Wednesday, November 11, 2015
This semester in Pepperdine's clinical education program, we launched the Veterans Law Practicum, a pilot program with the Ventura County Public Defender. In the practicum, students apply for structured placements with the PD to work in Veterans Treatment Court. The Vet Court is part of the Collaborative Justice Court Program by the Ventura County Superior Court.
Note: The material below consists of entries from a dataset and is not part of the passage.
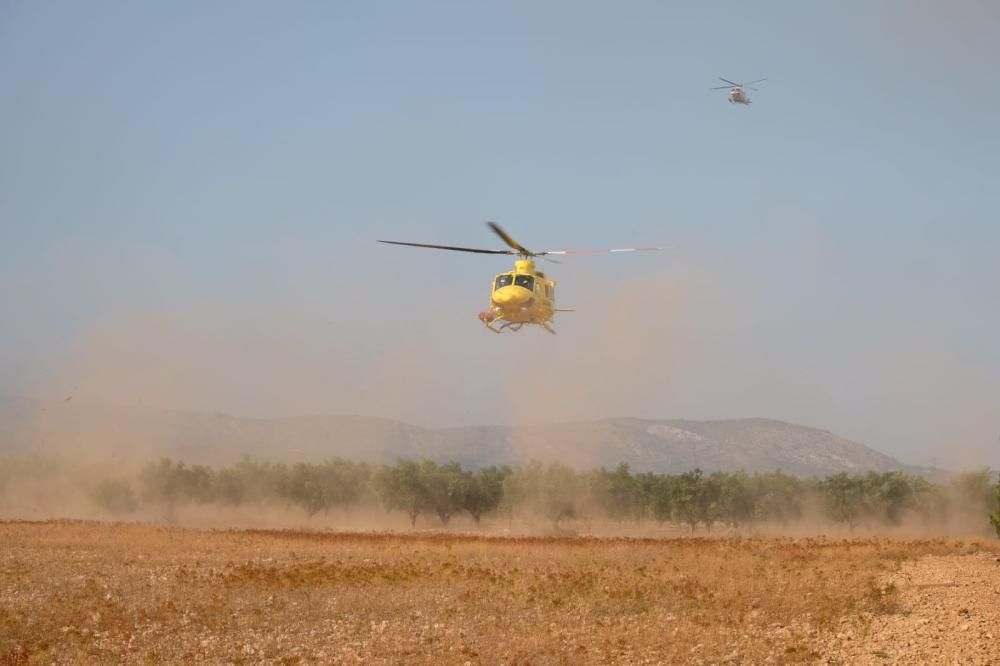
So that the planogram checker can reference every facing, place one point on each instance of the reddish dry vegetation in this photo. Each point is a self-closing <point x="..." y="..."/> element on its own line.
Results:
<point x="94" y="593"/>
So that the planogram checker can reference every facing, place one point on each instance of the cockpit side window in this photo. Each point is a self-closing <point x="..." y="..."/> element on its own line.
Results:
<point x="526" y="281"/>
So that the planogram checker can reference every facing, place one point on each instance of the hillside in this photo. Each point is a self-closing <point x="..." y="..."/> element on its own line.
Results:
<point x="100" y="432"/>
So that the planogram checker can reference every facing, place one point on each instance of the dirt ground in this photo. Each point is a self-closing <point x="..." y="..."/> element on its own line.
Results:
<point x="82" y="593"/>
<point x="949" y="613"/>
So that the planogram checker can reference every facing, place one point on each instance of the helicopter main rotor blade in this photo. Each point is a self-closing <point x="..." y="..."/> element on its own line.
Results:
<point x="450" y="247"/>
<point x="498" y="230"/>
<point x="605" y="251"/>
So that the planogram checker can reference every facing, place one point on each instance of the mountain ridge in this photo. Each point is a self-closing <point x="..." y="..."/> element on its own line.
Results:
<point x="29" y="426"/>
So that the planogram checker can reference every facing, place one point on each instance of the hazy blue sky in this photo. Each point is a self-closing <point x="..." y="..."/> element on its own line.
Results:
<point x="190" y="193"/>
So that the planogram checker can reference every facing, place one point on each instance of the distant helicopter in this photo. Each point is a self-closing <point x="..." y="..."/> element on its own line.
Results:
<point x="736" y="92"/>
<point x="524" y="295"/>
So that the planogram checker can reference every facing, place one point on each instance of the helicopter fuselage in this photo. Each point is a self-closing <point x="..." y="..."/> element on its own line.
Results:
<point x="738" y="96"/>
<point x="522" y="296"/>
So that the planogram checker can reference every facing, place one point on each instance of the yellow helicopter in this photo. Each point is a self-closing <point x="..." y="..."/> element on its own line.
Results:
<point x="524" y="295"/>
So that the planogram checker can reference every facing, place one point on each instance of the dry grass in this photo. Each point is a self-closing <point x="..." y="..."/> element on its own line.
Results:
<point x="97" y="593"/>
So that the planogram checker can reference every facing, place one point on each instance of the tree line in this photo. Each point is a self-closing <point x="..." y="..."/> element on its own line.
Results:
<point x="548" y="493"/>
<point x="555" y="493"/>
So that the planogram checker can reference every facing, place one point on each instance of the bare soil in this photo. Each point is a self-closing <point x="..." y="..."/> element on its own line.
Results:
<point x="84" y="593"/>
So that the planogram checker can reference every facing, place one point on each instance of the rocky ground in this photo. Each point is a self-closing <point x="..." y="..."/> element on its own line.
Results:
<point x="87" y="593"/>
<point x="947" y="611"/>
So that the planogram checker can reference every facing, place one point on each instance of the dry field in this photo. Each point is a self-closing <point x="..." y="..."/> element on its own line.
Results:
<point x="75" y="592"/>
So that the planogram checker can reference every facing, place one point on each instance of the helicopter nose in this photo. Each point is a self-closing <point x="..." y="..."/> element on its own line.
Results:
<point x="511" y="296"/>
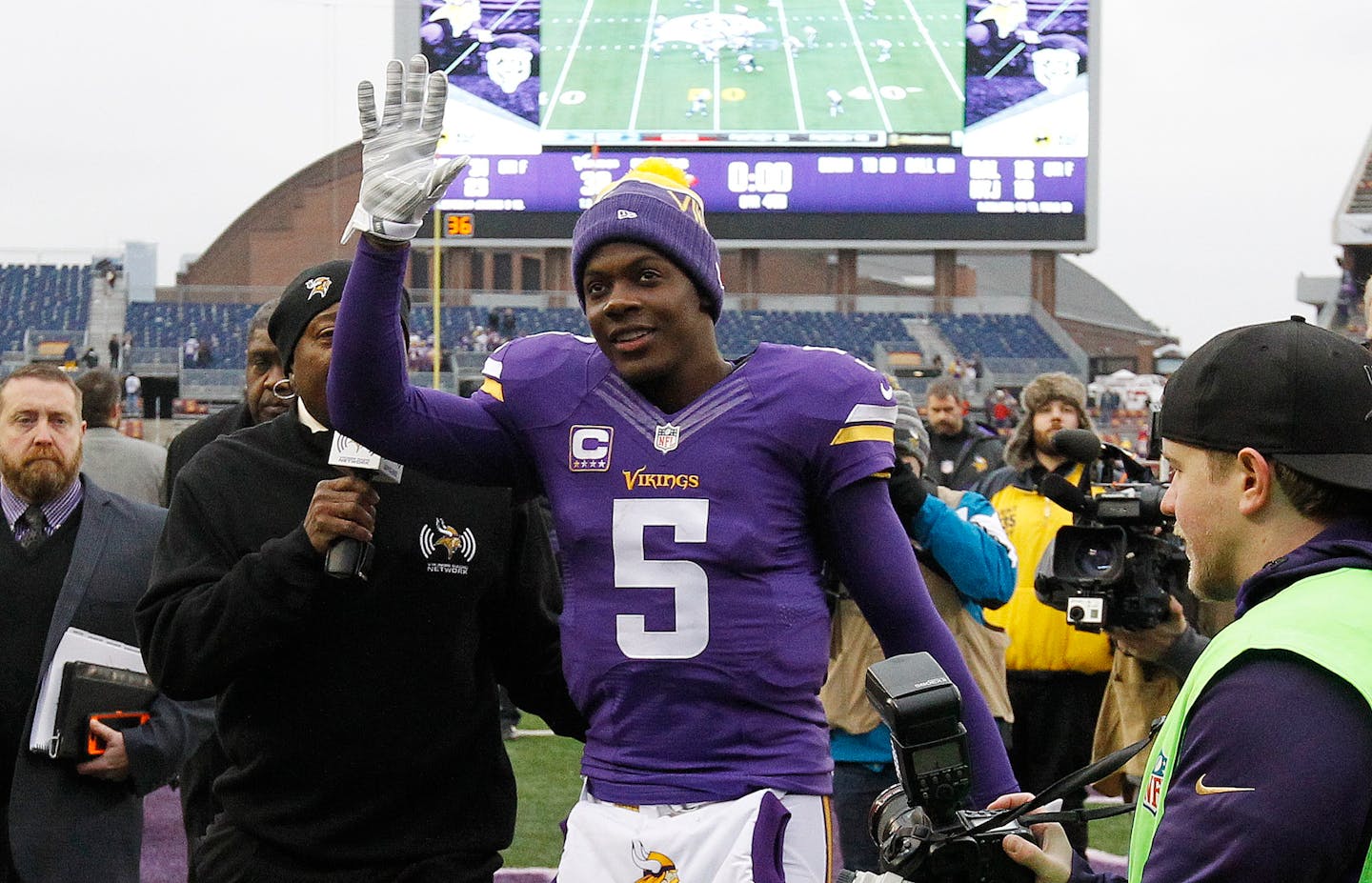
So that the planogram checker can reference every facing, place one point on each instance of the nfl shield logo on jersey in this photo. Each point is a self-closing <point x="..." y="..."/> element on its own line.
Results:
<point x="667" y="437"/>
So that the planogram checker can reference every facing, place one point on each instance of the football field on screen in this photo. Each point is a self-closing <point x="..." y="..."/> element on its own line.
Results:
<point x="624" y="65"/>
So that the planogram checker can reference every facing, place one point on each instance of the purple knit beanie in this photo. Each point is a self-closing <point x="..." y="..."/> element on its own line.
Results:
<point x="652" y="205"/>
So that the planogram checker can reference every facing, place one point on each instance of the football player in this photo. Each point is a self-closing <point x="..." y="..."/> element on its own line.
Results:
<point x="695" y="499"/>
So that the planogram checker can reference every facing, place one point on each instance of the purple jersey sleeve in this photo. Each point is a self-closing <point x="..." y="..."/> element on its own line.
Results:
<point x="1294" y="743"/>
<point x="878" y="567"/>
<point x="372" y="401"/>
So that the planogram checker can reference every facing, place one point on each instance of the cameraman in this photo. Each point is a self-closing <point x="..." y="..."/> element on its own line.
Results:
<point x="1268" y="748"/>
<point x="967" y="562"/>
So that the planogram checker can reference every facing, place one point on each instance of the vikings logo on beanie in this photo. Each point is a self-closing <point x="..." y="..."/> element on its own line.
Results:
<point x="311" y="292"/>
<point x="654" y="206"/>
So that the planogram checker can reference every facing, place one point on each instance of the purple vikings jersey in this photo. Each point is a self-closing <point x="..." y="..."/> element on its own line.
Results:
<point x="695" y="627"/>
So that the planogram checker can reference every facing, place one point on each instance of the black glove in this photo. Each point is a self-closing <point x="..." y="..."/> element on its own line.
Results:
<point x="907" y="492"/>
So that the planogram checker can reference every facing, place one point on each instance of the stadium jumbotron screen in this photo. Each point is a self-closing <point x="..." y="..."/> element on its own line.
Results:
<point x="872" y="124"/>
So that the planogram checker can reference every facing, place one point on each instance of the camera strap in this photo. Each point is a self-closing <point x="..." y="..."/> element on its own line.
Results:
<point x="1069" y="783"/>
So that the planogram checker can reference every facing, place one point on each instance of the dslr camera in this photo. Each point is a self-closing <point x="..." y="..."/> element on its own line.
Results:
<point x="919" y="826"/>
<point x="1120" y="558"/>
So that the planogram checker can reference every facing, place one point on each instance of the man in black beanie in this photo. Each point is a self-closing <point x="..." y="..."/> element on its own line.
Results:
<point x="358" y="716"/>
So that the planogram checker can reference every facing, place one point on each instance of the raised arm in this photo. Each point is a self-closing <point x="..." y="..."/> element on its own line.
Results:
<point x="370" y="393"/>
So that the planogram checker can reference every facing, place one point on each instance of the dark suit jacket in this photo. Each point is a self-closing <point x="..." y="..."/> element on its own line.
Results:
<point x="71" y="829"/>
<point x="198" y="435"/>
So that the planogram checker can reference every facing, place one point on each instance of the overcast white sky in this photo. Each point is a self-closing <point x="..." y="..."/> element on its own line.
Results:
<point x="1228" y="133"/>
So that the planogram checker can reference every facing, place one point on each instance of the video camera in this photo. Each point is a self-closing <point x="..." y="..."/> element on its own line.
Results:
<point x="919" y="826"/>
<point x="1119" y="561"/>
<point x="922" y="833"/>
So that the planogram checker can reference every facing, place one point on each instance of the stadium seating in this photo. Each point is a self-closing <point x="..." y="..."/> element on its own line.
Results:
<point x="739" y="331"/>
<point x="41" y="296"/>
<point x="998" y="336"/>
<point x="171" y="324"/>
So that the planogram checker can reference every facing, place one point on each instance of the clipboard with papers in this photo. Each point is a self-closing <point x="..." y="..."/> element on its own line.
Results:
<point x="91" y="674"/>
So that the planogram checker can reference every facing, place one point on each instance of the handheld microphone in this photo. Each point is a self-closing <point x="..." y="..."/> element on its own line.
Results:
<point x="1078" y="445"/>
<point x="346" y="557"/>
<point x="1084" y="446"/>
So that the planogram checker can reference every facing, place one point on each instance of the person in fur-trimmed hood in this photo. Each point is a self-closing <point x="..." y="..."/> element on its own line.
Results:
<point x="1028" y="439"/>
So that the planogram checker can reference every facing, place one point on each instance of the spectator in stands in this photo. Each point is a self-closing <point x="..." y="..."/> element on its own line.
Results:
<point x="651" y="446"/>
<point x="1261" y="771"/>
<point x="73" y="555"/>
<point x="967" y="562"/>
<point x="1057" y="674"/>
<point x="963" y="452"/>
<point x="264" y="379"/>
<point x="133" y="395"/>
<point x="128" y="467"/>
<point x="205" y="352"/>
<point x="1001" y="411"/>
<point x="360" y="716"/>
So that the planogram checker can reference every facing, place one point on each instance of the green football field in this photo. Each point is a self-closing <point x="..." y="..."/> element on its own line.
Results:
<point x="639" y="66"/>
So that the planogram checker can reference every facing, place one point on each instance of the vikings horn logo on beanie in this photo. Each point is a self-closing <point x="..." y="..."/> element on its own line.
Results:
<point x="652" y="205"/>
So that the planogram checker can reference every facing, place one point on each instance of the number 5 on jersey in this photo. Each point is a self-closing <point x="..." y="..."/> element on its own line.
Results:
<point x="686" y="579"/>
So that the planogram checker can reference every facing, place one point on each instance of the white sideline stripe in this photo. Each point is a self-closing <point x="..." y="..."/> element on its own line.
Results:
<point x="791" y="66"/>
<point x="567" y="66"/>
<point x="642" y="68"/>
<point x="929" y="41"/>
<point x="866" y="68"/>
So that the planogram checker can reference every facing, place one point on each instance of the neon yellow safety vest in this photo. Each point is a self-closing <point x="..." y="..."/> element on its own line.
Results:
<point x="1040" y="638"/>
<point x="1325" y="618"/>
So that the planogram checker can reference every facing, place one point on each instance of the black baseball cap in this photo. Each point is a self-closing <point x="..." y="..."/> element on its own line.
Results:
<point x="1296" y="392"/>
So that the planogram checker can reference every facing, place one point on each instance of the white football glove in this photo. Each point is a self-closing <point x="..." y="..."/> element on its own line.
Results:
<point x="401" y="177"/>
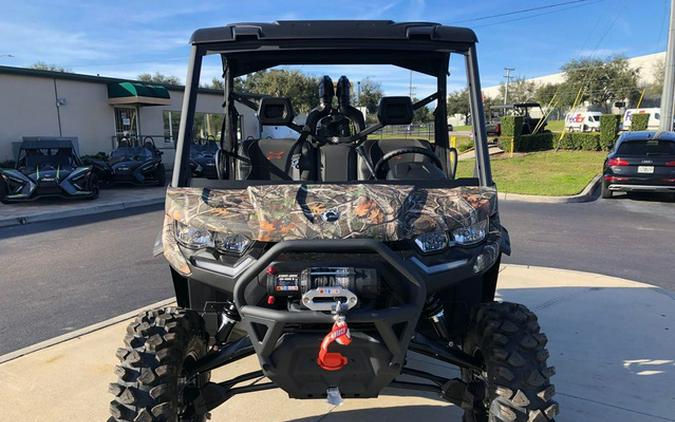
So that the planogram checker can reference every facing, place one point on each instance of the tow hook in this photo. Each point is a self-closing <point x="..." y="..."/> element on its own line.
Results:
<point x="339" y="333"/>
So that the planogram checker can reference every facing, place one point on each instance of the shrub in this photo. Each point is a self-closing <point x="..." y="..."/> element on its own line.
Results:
<point x="609" y="130"/>
<point x="538" y="142"/>
<point x="512" y="126"/>
<point x="581" y="141"/>
<point x="639" y="121"/>
<point x="505" y="143"/>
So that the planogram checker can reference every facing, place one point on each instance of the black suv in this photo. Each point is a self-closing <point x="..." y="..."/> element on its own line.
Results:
<point x="640" y="162"/>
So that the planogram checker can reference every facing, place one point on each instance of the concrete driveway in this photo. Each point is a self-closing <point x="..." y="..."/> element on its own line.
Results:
<point x="612" y="341"/>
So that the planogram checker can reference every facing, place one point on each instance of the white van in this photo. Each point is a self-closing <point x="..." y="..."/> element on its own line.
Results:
<point x="583" y="121"/>
<point x="654" y="117"/>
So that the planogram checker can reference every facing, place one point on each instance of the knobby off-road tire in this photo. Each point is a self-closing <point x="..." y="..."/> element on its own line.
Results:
<point x="507" y="337"/>
<point x="157" y="345"/>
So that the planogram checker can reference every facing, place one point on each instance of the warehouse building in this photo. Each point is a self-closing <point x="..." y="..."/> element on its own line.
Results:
<point x="647" y="65"/>
<point x="98" y="111"/>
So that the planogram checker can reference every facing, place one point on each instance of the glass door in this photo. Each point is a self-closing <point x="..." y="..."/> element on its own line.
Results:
<point x="126" y="124"/>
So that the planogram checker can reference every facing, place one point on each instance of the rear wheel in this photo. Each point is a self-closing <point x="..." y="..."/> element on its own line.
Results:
<point x="605" y="192"/>
<point x="508" y="340"/>
<point x="152" y="384"/>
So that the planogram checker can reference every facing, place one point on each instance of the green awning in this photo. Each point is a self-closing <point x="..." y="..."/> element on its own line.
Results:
<point x="138" y="93"/>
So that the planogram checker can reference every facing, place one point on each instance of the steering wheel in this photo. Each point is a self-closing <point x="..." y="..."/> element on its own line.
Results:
<point x="409" y="150"/>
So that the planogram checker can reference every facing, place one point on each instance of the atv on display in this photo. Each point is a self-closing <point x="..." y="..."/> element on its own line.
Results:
<point x="531" y="125"/>
<point x="47" y="168"/>
<point x="335" y="254"/>
<point x="203" y="158"/>
<point x="133" y="162"/>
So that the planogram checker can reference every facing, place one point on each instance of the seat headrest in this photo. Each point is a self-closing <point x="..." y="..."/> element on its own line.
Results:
<point x="395" y="110"/>
<point x="326" y="90"/>
<point x="275" y="111"/>
<point x="343" y="91"/>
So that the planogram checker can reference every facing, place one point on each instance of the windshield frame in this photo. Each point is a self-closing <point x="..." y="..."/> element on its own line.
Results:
<point x="354" y="51"/>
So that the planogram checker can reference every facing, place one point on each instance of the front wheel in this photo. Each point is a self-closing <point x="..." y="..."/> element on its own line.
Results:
<point x="506" y="337"/>
<point x="152" y="383"/>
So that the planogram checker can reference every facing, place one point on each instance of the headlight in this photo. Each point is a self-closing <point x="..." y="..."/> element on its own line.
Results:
<point x="432" y="241"/>
<point x="198" y="238"/>
<point x="231" y="243"/>
<point x="193" y="237"/>
<point x="472" y="234"/>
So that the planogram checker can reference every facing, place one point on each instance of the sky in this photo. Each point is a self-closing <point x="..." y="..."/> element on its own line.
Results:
<point x="125" y="38"/>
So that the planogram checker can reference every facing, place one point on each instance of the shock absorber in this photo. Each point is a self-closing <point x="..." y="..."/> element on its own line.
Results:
<point x="228" y="318"/>
<point x="434" y="311"/>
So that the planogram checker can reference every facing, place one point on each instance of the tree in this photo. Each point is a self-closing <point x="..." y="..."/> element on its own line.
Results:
<point x="303" y="90"/>
<point x="602" y="82"/>
<point x="216" y="83"/>
<point x="520" y="91"/>
<point x="371" y="93"/>
<point x="422" y="114"/>
<point x="50" y="67"/>
<point x="159" y="78"/>
<point x="654" y="90"/>
<point x="458" y="102"/>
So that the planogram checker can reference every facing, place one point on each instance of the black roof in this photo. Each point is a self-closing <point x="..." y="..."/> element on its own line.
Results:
<point x="333" y="30"/>
<point x="642" y="135"/>
<point x="250" y="47"/>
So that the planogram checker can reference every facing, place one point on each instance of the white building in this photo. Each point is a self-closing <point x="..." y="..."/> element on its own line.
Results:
<point x="647" y="64"/>
<point x="96" y="110"/>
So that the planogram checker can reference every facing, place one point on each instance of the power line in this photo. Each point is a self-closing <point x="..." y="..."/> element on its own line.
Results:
<point x="515" y="12"/>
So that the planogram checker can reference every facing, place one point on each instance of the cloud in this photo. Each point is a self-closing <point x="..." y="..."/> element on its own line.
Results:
<point x="37" y="43"/>
<point x="601" y="52"/>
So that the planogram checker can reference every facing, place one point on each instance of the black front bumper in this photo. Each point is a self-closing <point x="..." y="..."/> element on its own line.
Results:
<point x="286" y="343"/>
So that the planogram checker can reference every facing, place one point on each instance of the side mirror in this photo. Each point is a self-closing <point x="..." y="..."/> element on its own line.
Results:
<point x="275" y="111"/>
<point x="395" y="111"/>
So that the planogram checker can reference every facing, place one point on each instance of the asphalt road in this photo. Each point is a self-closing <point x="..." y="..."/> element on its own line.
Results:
<point x="63" y="275"/>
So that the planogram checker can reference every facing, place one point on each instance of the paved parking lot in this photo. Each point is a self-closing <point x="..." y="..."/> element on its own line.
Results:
<point x="96" y="267"/>
<point x="111" y="199"/>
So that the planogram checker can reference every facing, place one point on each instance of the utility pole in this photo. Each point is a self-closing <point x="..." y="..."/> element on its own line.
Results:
<point x="358" y="93"/>
<point x="668" y="94"/>
<point x="507" y="75"/>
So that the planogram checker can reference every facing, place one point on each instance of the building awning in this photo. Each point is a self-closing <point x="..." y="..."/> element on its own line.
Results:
<point x="137" y="93"/>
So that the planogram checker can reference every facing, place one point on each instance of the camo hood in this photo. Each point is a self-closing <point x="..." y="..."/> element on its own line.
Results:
<point x="273" y="213"/>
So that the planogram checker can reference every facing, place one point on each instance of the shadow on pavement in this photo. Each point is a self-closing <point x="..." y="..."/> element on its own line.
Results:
<point x="391" y="414"/>
<point x="67" y="222"/>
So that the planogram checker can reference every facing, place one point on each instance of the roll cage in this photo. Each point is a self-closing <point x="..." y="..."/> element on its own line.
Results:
<point x="250" y="47"/>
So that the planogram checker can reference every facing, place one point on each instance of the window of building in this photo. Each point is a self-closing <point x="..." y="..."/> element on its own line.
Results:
<point x="206" y="125"/>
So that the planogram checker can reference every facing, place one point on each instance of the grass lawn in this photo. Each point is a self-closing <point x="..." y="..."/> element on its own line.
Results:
<point x="542" y="173"/>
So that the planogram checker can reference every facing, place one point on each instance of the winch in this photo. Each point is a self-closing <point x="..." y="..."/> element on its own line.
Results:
<point x="320" y="288"/>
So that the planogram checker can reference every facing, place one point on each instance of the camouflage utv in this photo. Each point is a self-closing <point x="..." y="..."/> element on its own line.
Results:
<point x="332" y="254"/>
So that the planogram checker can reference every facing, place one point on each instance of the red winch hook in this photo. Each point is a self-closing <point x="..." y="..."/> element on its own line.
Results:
<point x="334" y="361"/>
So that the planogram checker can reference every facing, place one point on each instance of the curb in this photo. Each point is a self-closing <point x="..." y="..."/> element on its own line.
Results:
<point x="585" y="196"/>
<point x="82" y="331"/>
<point x="78" y="212"/>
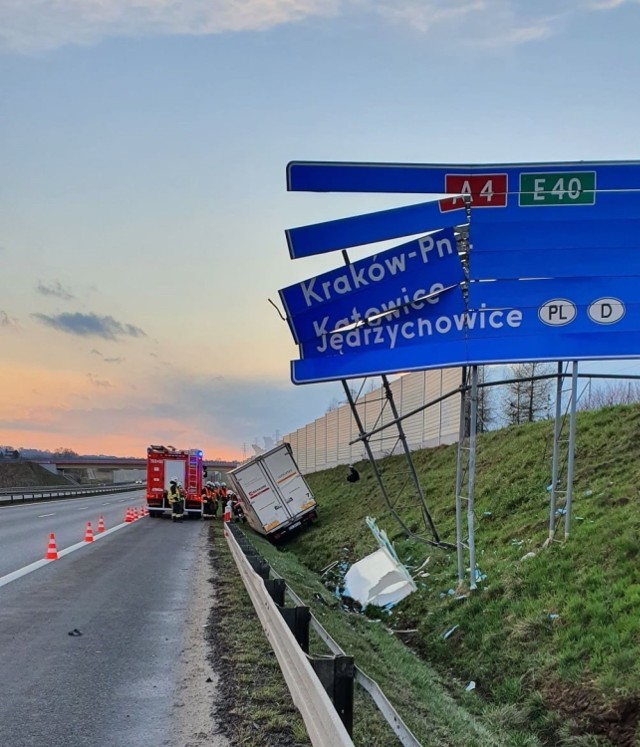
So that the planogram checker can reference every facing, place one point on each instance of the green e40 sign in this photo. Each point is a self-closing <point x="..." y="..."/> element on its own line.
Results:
<point x="558" y="188"/>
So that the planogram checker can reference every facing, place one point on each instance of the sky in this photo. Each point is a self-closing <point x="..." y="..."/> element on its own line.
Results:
<point x="143" y="201"/>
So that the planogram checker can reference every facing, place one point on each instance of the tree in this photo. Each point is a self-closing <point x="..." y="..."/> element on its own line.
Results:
<point x="527" y="400"/>
<point x="485" y="413"/>
<point x="485" y="402"/>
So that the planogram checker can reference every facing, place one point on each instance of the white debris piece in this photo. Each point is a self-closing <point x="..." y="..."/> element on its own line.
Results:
<point x="378" y="579"/>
Through the Vet Court, veterans or former members of the military service, regardless of their discharge status, can access alternative sentencing and diversionary programs when they can establish a nexus between their military service and disability with the crimes for which they are charged. The PD represents these clients to advocate for restorative and therapeutic services, like drug counseling, housing, job training, mental health services and increased public benefits, instead of jail time. The students work with clients at every phase of the cases, from identifying potential candidates in local jails, to advice and counsel, to round-table collaborative negotiations with prosecutors, probate, the VA, the Vet Center, addiction and mental health counselors. Students move to arraignment, motion practice, pleas and sentencing, and ultimately their clients' graduation from the program. The Ventura County Public Defender has one of the smartest field placement programs in the country to develop young lawyers, and our students have thrived there. California's state-wide, interagency task force for veterans is evaluating this practicum as a model for courts throughout California for over two million vets in the state.
On the strength of the program, we are launching a second course, the Veterans Law Practicum (Los Angeles), with Neighborhood Legal Services of Los Angeles County. In the LA practicum, students will apply for field placements in NLSLA’s Veterans Empowerment Initiative. The Initiative provides coordinated legal services in multidisciplinary collaborations, including expungements and discharge upgrades. By working with veterans on these matters, lawyers may remove obstacles from veterans in cycles of homelessness and poverty and can unlock critical VA benefits to improve physical and mental health, housing and job prospects.
In a season of tight law school budgets and increasing demand for experiential learning, these collaborations are invaluable to the law school. They help us punch above our weight by providing excellent experiences for students and critically useful legal services to vulnerable clients.
To these clients we owe our greatest public trust for sending them into harm’s way for the sake of our nation. We are proud and honored to work beside these heroic lawyers representing our heroic veterans.